I have a function that do some get_or_create on model X giving as parameters the field Y and Z. The same function is running on different threads, so it can happen that more get_or_create on model X and fields Y/Z are called at the same time. It can also happen that the values of Y/Z are the same in the different threads and here it comes the problem: it happens that get_or_create says it returned more than one row for X-Y/Z.
Now Y/Z are not unique in my model and I do not have an overloading of the save function, but I think I can have the same problem if Y/Z were unique too.
Looking at the DB I have more than one row with same values...how comes this? Here the get_or_create...
def get_or_create(self, **kwargs): """ Looks up an object with the given kwargs, creating one if necessary. Returns a tuple of (object, created), where created is a boolean specifying whether an object was created. """ assert len(kwargs), 'get_or_create() must be passed at least one keyword argument' defaults = kwargs.pop('defaults', {}) try: return self.get(**kwargs), False except self.model.DoesNotExist: params = dict([(k, v) for k, v in kwargs.items() if '__' not in k]) params.update(defaults) obj = self.model(**params) obj.save() return obj, True
Well...looking at the function I can say it happens in this way (and I did by debug too) :
time 1 : T1 (thread 1) call get_or_create and does the self.get and it goes in exception for DoesNotExists time 2 : T2 do the same and goes in exception too for the same reason time 3 : T1 goes on with the exception and creates the object and gives it back time 4 : T2 the same (creating another one!) time 5 : any T (T1 or T2 or T3) who calls get_or_create again with same X-Y/Z...the self.get gets crazy.
If the Y/Z were unique I just think the whole thing would fail at time 4...a little bit different, but still a problem.
I could solve all the thing in this way, but I hope there is a better solution that I'm missing :
from threading import Lock lock = Lock()
def get_or_create(self, **kwargs): """ Looks up an object with the given kwargs, creating one if necessary.

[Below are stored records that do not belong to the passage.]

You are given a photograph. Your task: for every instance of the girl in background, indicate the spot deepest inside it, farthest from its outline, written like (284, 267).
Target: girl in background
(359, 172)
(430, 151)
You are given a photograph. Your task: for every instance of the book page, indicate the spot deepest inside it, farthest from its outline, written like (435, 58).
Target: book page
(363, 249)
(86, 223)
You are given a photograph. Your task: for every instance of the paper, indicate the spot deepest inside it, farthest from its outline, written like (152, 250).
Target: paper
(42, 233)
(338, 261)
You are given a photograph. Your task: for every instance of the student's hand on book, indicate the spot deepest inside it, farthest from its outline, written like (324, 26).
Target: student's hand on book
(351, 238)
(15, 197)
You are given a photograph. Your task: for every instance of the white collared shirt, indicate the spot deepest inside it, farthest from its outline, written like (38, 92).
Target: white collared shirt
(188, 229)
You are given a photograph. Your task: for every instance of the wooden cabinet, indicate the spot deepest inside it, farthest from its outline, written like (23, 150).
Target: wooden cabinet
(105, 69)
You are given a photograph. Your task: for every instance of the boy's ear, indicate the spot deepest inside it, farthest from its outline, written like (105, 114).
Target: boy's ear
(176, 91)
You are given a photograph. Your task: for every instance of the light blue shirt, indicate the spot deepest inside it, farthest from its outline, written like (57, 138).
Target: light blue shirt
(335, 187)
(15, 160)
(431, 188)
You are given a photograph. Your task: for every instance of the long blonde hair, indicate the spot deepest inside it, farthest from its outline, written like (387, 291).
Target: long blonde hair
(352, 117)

Returns a tuple of (object, created), where created is a boolean specifying whether an object was created. """ assert len(kwargs), 'get_or_create() must be passed at least one keyword argument' defaults = kwargs.pop('defaults', {}) try: return self.get(**kwargs), False except self.model.DoesNotExist:
lock.acquire() try :
try : res = self.get(**kwargs), False except self.model.DoesNotExist: params = dict([(k, v) for k, v in kwargs.items() if '__' not in k]) params.update(defaults) obj = self.model(**params) obj.save() res = obj, True
Do you have the transaction middleware enabled? Given that you do not have unique constraints on field Y/Z, I believe this would be the expected behavior with transactions enabled.
Both threads conceptually have their own "picture" of what the database looked like when the transaction was started. That isolation exists until the transaction is ultimately committed.
At the risk of over-explaining and over-simplifying, if the record did not exist at the time each thread started its transaction, then it doesn't matter that T1 hit the save operation first, T2 will not see it.
If you're not using transactions then ignore my explanation, but it might help to know which database engine you are using.
> time 1 : T1 (thread 1) call get_or_create and does the self.get and it > goes in exception for DoesNotExists > time 2 : T2 do the same and goes in exception too for the same reason > time 3 : T1 goes on with the exception and creates the object and > gives it back > time 4 : T2 the same (creating another one!) > time 5 : any T (T1 or T2 or T3) who calls get_or_create again with > same X-Y/Z...the self.get gets crazy.
It should be threadsafe - the way web applications and web loads work mean that lots of simultaneous connection will mean that it pretty much becomes a threaded application, and for that reason I think more research should be done into this sort of operation?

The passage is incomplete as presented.